On 23rd of January, Alvaro Herrera committed patch:
vacuumdb: enable parallel mode This mode allows vacuumdb to open several server connections to vacuum or analyze several tables simultaneously. Author: Dilip Kumar. Some reworking by Álvaro Herrera Reviewed by: Jeff Janes, Amit Kapila, Magnus Hagander, Andres Freund
This is great for multi-table vacuums/analyzes. Previously, when running “vacuumdb some_database" you got all tables vacuumed in some kind of order.

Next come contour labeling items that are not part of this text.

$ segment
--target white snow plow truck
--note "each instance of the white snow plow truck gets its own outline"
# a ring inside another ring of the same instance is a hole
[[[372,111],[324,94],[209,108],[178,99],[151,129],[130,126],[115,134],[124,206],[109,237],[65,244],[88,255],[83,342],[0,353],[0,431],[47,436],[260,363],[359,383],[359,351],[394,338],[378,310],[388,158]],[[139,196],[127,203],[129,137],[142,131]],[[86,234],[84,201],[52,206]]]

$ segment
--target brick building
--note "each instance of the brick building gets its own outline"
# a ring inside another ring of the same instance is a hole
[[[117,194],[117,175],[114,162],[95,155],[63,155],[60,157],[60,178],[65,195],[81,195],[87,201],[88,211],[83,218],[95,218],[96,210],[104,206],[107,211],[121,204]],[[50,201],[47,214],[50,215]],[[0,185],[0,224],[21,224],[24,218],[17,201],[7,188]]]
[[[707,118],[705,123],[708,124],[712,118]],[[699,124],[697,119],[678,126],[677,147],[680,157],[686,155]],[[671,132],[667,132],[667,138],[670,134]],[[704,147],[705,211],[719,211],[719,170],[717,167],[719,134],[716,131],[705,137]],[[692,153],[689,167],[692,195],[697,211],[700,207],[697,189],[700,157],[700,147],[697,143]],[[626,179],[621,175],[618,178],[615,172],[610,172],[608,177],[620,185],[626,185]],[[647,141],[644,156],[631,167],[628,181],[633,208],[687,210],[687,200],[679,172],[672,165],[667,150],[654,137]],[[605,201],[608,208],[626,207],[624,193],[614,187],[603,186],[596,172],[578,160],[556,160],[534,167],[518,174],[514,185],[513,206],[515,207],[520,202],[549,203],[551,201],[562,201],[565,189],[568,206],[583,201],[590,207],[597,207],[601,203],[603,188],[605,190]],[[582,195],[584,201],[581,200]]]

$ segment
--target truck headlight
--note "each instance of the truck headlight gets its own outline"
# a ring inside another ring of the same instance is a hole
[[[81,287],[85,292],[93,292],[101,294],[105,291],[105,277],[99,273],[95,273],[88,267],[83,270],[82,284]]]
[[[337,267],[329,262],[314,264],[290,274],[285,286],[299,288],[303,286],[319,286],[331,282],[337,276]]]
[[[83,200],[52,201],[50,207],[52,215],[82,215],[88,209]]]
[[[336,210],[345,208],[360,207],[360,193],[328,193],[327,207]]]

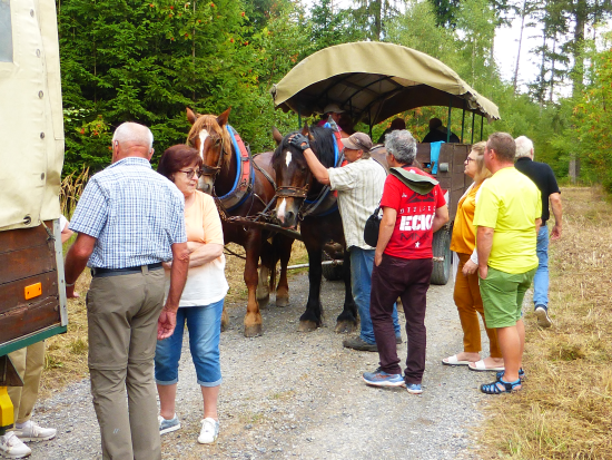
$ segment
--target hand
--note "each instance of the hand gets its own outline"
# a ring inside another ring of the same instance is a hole
[[[473,274],[473,273],[476,273],[476,268],[477,268],[477,267],[478,267],[478,266],[477,266],[474,262],[467,261],[467,262],[465,263],[465,265],[463,265],[462,273],[463,273],[465,276],[468,276],[468,275],[471,275],[471,274]]]
[[[166,306],[157,320],[157,340],[168,339],[174,334],[177,325],[177,312],[168,310]]]
[[[294,134],[289,137],[289,145],[299,148],[302,151],[310,148],[308,138],[300,133]]]
[[[561,238],[561,225],[554,224],[553,231],[551,232],[551,239]]]
[[[66,286],[67,298],[79,298],[80,295],[75,292],[75,286]]]

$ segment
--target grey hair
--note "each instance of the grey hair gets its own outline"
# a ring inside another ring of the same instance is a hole
[[[416,140],[406,129],[387,133],[385,148],[403,165],[412,165],[416,158]]]
[[[533,143],[526,136],[519,136],[514,139],[516,144],[516,153],[514,154],[515,158],[531,157],[531,150],[533,150]]]
[[[139,144],[148,146],[148,150],[152,148],[152,133],[149,128],[138,123],[126,121],[115,129],[112,135],[112,144],[118,141],[119,144],[129,141],[134,144]]]

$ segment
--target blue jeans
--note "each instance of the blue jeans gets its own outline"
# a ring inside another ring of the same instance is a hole
[[[374,249],[362,249],[361,247],[351,247],[351,285],[353,298],[359,311],[362,322],[362,333],[359,336],[364,342],[376,343],[374,339],[374,327],[369,317],[369,293],[372,291],[372,267],[374,265]],[[401,336],[399,321],[397,321],[397,305],[393,304],[393,329],[395,335]]]
[[[196,366],[198,384],[221,384],[219,339],[224,300],[205,306],[182,306],[177,312],[177,326],[172,335],[157,341],[155,350],[155,380],[160,385],[178,382],[178,362],[182,349],[185,323],[189,330],[189,349]]]
[[[533,304],[549,305],[549,228],[543,225],[537,233],[537,270],[533,278]]]

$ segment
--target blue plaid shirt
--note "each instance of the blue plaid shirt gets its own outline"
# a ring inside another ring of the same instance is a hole
[[[170,261],[170,246],[187,241],[185,198],[145,158],[124,158],[89,179],[69,228],[98,239],[90,267]]]

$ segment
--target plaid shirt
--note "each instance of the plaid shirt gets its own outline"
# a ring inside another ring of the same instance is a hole
[[[124,158],[91,177],[69,228],[97,238],[90,267],[170,261],[170,246],[187,241],[185,198],[145,158]]]

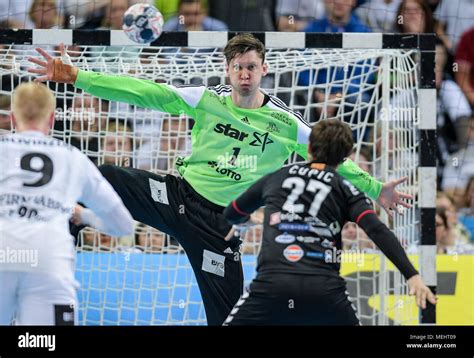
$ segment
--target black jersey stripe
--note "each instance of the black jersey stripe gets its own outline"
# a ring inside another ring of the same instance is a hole
[[[307,127],[311,127],[311,124],[309,124],[309,123],[303,118],[303,116],[301,115],[301,113],[293,111],[293,110],[290,109],[288,106],[286,106],[286,105],[284,104],[284,102],[282,102],[282,103],[283,103],[283,105],[282,105],[282,104],[278,103],[277,101],[275,101],[274,99],[275,99],[275,97],[270,96],[270,102],[272,102],[275,106],[277,106],[278,108],[282,109],[282,110],[285,111],[285,112],[288,112],[288,113],[292,114],[292,115],[295,116],[297,119],[299,119],[300,122],[302,122],[304,125],[306,125]]]

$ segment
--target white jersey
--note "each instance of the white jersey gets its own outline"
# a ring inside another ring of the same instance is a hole
[[[102,217],[126,211],[73,146],[36,131],[0,136],[0,271],[73,274],[69,219],[77,202]]]

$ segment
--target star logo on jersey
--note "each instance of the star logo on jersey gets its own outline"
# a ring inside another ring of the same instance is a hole
[[[264,134],[260,134],[258,132],[253,132],[253,137],[255,139],[250,142],[250,145],[252,145],[254,147],[262,147],[262,153],[265,150],[265,147],[266,147],[267,144],[273,143],[273,140],[271,140],[268,137],[268,132],[265,132]]]
[[[250,124],[250,121],[247,117],[244,117],[244,118],[240,118],[240,120],[245,123],[245,124]]]
[[[278,126],[275,123],[268,122],[267,123],[267,131],[280,133],[280,128],[278,128]]]

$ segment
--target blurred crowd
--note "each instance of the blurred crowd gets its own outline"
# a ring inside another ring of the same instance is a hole
[[[0,0],[0,28],[121,29],[124,12],[138,2],[153,4],[162,12],[165,31],[436,33],[438,253],[474,253],[473,0]],[[113,49],[109,49],[110,53],[113,54]],[[97,55],[107,54],[99,49]],[[299,85],[307,85],[314,77],[307,72],[306,78],[300,77]],[[315,90],[313,94],[316,102],[338,96],[337,91]],[[10,129],[9,106],[9,97],[0,95],[0,129]],[[72,107],[81,109],[84,116],[119,113],[117,106],[82,93],[72,101]],[[146,117],[140,109],[133,110],[137,117]],[[98,152],[100,148],[103,154],[98,164],[132,165],[132,148],[138,147],[139,152],[149,153],[151,157],[138,153],[134,166],[167,172],[172,170],[171,159],[191,149],[187,139],[191,126],[187,122],[183,125],[179,118],[161,119],[158,124],[150,124],[153,118],[149,121],[143,118],[142,124],[131,128],[120,118],[105,121],[100,115],[94,118],[97,117],[99,120],[95,122],[84,117],[73,122],[69,129],[80,133],[84,126],[89,126],[88,131],[94,133],[97,126],[107,127],[105,137],[77,136],[71,140],[86,152]],[[153,142],[155,134],[160,138],[157,143]],[[134,143],[137,140],[140,146]],[[357,160],[363,166],[372,162],[372,156],[371,151],[362,148]],[[376,171],[369,165],[365,169]],[[121,241],[90,233],[85,235],[85,244],[102,245],[105,249],[124,245],[154,252],[164,247],[169,252],[176,250],[175,242],[166,242],[166,237],[154,229],[138,225],[137,232],[135,238]],[[343,228],[343,239],[348,250],[375,249],[354,223]],[[253,243],[251,239],[249,242]]]

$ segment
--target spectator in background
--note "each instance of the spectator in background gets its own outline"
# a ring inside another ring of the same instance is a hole
[[[459,205],[459,222],[471,234],[471,245],[474,245],[474,176],[467,183],[463,199]]]
[[[457,83],[444,72],[448,54],[444,45],[436,45],[436,94],[438,126],[438,175],[441,177],[443,167],[449,155],[460,149],[456,126],[463,118],[471,116],[471,107]]]
[[[278,31],[302,31],[308,23],[325,15],[324,0],[277,0],[276,24]]]
[[[372,252],[377,249],[374,242],[369,239],[364,230],[354,222],[346,222],[341,231],[343,250],[360,250]]]
[[[474,176],[469,179],[464,192],[464,200],[460,205],[460,212],[465,216],[474,216]],[[472,230],[471,230],[472,233]],[[474,235],[471,235],[471,239]]]
[[[56,0],[33,0],[28,14],[35,29],[63,28],[64,17],[59,14]]]
[[[275,0],[208,0],[209,15],[230,31],[275,31]]]
[[[456,205],[451,195],[439,191],[436,194],[436,208],[443,209],[448,221],[448,236],[450,242],[459,245],[468,244],[471,241],[471,234],[466,227],[459,222]]]
[[[103,164],[132,166],[133,131],[122,122],[111,120],[102,139]]]
[[[163,31],[227,31],[227,25],[207,16],[202,0],[180,0],[178,16],[166,21]]]
[[[474,108],[474,26],[462,34],[455,63],[458,70],[454,71],[454,78]]]
[[[129,0],[109,0],[100,29],[122,30],[123,14],[129,7]]]
[[[395,32],[398,8],[402,0],[368,0],[355,13],[373,32]]]
[[[85,152],[94,164],[98,162],[98,132],[104,128],[108,108],[108,101],[81,93],[72,99],[72,113],[64,114],[71,131],[70,144]]]
[[[447,35],[445,43],[449,51],[456,51],[461,34],[474,26],[474,1],[472,0],[442,0],[436,8],[434,17],[440,22],[440,27]],[[440,34],[437,31],[438,35]]]
[[[12,129],[12,121],[10,116],[11,100],[9,96],[0,95],[0,134],[3,131],[9,133]]]
[[[0,21],[12,21],[20,29],[32,29],[33,22],[28,15],[32,0],[0,1]]]
[[[306,32],[370,32],[359,18],[354,15],[353,8],[356,0],[325,0],[326,16],[314,20],[304,29]],[[340,101],[353,103],[356,101],[368,102],[371,92],[362,91],[365,81],[371,81],[364,74],[370,68],[370,61],[358,63],[358,66],[347,66],[347,63],[318,68],[300,73],[298,85],[316,85],[313,98],[309,102],[321,103],[317,106],[316,120],[335,117],[340,109]],[[346,79],[352,78],[349,85],[343,86]],[[324,88],[324,89],[323,89]],[[365,112],[361,112],[364,117]]]
[[[473,246],[452,233],[453,227],[445,208],[436,208],[436,253],[462,255],[474,253]]]
[[[459,121],[457,130],[461,149],[451,154],[446,161],[441,187],[459,203],[469,178],[474,175],[474,117]]]
[[[434,32],[433,13],[423,0],[403,0],[395,21],[396,29],[402,34]]]

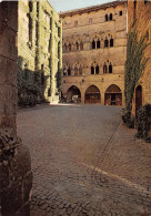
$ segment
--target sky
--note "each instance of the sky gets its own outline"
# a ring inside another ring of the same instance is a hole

We can see it, by creating some test tables:
for a in $( pwgen -A0 6 20 ) do psql -c "create table test_$a as select generate_series(1, 1000000)::int4 as i" done
It did create for me these tables:
$ \d List OF relations Schema | Name | TYPE | Owner --------+-------------+-------+-------- public | test_aeshae | TABLE | depesz public | test_aijoox | TABLE | depesz public | test_eeyies | TABLE | depesz public | test_eicaeb | TABLE | depesz public | test_ieveov | TABLE | depesz public | test_isoexu | TABLE | depesz public | test_jaidaf | TABLE | depesz public | test_meijie | TABLE | depesz public | test_ohceec | TABLE | depesz public | test_okaeph | TABLE | depesz public | test_ooghap | TABLE | depesz public | test_oojuxo | TABLE | depesz public | test_sheeru | TABLE | depesz public | test_shofae | TABLE | depesz public | test_thaepu | TABLE | depesz public | test_uuyohl | TABLE | depesz public | test_uyuque | TABLE | depesz public | test_wainie | TABLE | depesz public | test_yiegah | TABLE | depesz public | test_zeecie | TABLE | depesz (20 ROWS)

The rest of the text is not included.